Yelena Vladimirovna Afanasyeva (Елена Владимировна Афанасьева; born 27 March 1975) is a Russian politician. She was a member of the State Duma between 2003 and 2014. She is a member of the Liberal Democratic Party of Russia group. She attended Orenburg Educational Institute. She was selected to be a senator in the Federation Council from 26 September 2014, representing Orenburg Oblast.

== Biography ==
Afanasyeva was born 27 March 1975 in Orenburg.

In 1997 she graduated from Orenburg State Pedagogical University. In 2007 she graduated from the Diplomatic Academy of the Ministry of Foreign Affairs of the Russian Federation. In 2012 she received a law degree from the Institute of World Civilizations.

She is a candidate of Historical Sciences since 2007.

== Career ==
In 1998 she was elected chairman of the regional branch of the Liberal Democratic Party of Russia.

In 2003 she was appointed assistant to Vladimir Zhirinovsky (deputy of the State Duma of the Russian Federation of the III convocation, leader of the LDPR).

In 2003 she became a deputy of the State Duma of the Russian Federation of the IV convocation from the LDPR in the Orenburg single-mandate electoral district No. 132.

In 2007 she was elected to the State Duma of the Russian Federation of the V convocation on the list of the LDPR.
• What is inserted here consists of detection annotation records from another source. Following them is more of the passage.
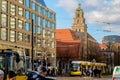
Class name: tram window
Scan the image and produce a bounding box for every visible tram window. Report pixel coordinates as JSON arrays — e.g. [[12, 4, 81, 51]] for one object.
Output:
[[0, 56, 5, 70]]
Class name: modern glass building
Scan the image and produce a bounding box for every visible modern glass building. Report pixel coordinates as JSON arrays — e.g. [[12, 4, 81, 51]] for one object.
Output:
[[102, 35, 120, 45], [0, 0, 56, 68]]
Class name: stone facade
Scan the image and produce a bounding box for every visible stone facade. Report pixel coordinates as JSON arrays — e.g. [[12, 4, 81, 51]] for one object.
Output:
[[0, 0, 56, 66]]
Since 2014 she is a member of the Federation Council from the Orenburg Oblast.

In 2024 Elena Afanasyeva was appointed Senator of the Russian Federation from the Orenburg Oblast.

== Awards and honours ==

- Gratitude of the Government of the Russian Federation (2017)
- Medal of the Order "For Merit to the Fatherland", 2nd class (2020)

== Sanctions ==
Due to her support for the violation of Ukraine's territorial integrity during the Russo-Ukrainian war, she is subject to personal international sanctions imposed by several countries.
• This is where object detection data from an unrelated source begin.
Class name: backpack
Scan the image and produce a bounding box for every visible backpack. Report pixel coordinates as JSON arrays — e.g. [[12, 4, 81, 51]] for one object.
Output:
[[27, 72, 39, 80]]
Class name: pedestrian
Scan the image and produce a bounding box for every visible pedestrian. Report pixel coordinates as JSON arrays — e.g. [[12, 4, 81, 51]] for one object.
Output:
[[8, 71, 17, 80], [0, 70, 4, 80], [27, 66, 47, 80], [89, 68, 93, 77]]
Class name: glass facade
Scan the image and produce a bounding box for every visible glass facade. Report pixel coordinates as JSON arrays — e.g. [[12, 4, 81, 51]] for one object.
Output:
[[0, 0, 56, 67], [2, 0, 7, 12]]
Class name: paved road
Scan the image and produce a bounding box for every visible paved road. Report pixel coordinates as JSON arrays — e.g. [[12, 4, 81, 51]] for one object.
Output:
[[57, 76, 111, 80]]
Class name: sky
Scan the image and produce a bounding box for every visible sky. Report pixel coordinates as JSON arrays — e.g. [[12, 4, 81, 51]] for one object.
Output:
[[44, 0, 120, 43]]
On March 9, 2022, amid Russia's invasion of Ukraine, she was added to the sanctions list of all European Union member states for voting in favor of ratifying the treaties of friendship with the self-proclaimed LPR and DPR.
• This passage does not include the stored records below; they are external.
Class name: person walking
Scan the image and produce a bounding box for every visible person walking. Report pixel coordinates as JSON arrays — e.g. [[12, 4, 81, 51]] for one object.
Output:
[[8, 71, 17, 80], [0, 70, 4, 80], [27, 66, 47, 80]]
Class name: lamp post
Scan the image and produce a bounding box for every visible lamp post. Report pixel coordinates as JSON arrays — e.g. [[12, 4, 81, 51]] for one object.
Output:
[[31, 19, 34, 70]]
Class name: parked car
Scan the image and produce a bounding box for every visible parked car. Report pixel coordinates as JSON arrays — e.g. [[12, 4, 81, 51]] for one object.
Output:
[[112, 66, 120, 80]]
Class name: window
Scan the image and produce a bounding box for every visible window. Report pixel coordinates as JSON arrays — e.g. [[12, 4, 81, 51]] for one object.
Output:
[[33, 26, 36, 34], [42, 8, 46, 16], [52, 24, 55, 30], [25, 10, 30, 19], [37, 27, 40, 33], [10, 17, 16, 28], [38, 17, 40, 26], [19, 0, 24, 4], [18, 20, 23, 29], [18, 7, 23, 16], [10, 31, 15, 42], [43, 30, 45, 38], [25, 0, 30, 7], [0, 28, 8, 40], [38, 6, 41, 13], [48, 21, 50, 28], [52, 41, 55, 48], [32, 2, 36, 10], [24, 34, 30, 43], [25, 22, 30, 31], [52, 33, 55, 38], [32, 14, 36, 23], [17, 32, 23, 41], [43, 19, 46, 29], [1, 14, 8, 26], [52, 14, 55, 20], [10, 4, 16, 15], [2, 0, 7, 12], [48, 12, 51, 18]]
On March 23, 2022, she was included in Canada's sanctions list of “regime associates” for contributing to the violation of Ukraine's sovereignty and territorial integrity.

On September 30, 2022, she was sanctioned by the United States “for Putin's annexation of Ukrainian regions” and for supporting the law on so-called “fake news.” The U.S. Department of State noted that senators “voted to approve Putin's request to deploy troops to Ukraine, which served as an unfounded pretext for Russia's full-scale invasion of Ukraine”.

On similar grounds, she has been under UK sanctions since March 15, 2022; under Swiss sanctions since March 16, 2022; under Australian sanctions since April 21, 2022; and under Ukrainian sanctions since October 7, 2022, for “supporting Russia's unlawful attempts to annex sovereign Ukrainian territory through sham referenda”.

== Family ==
Divorced. He has a son and a daughter. His family resides in Moscow.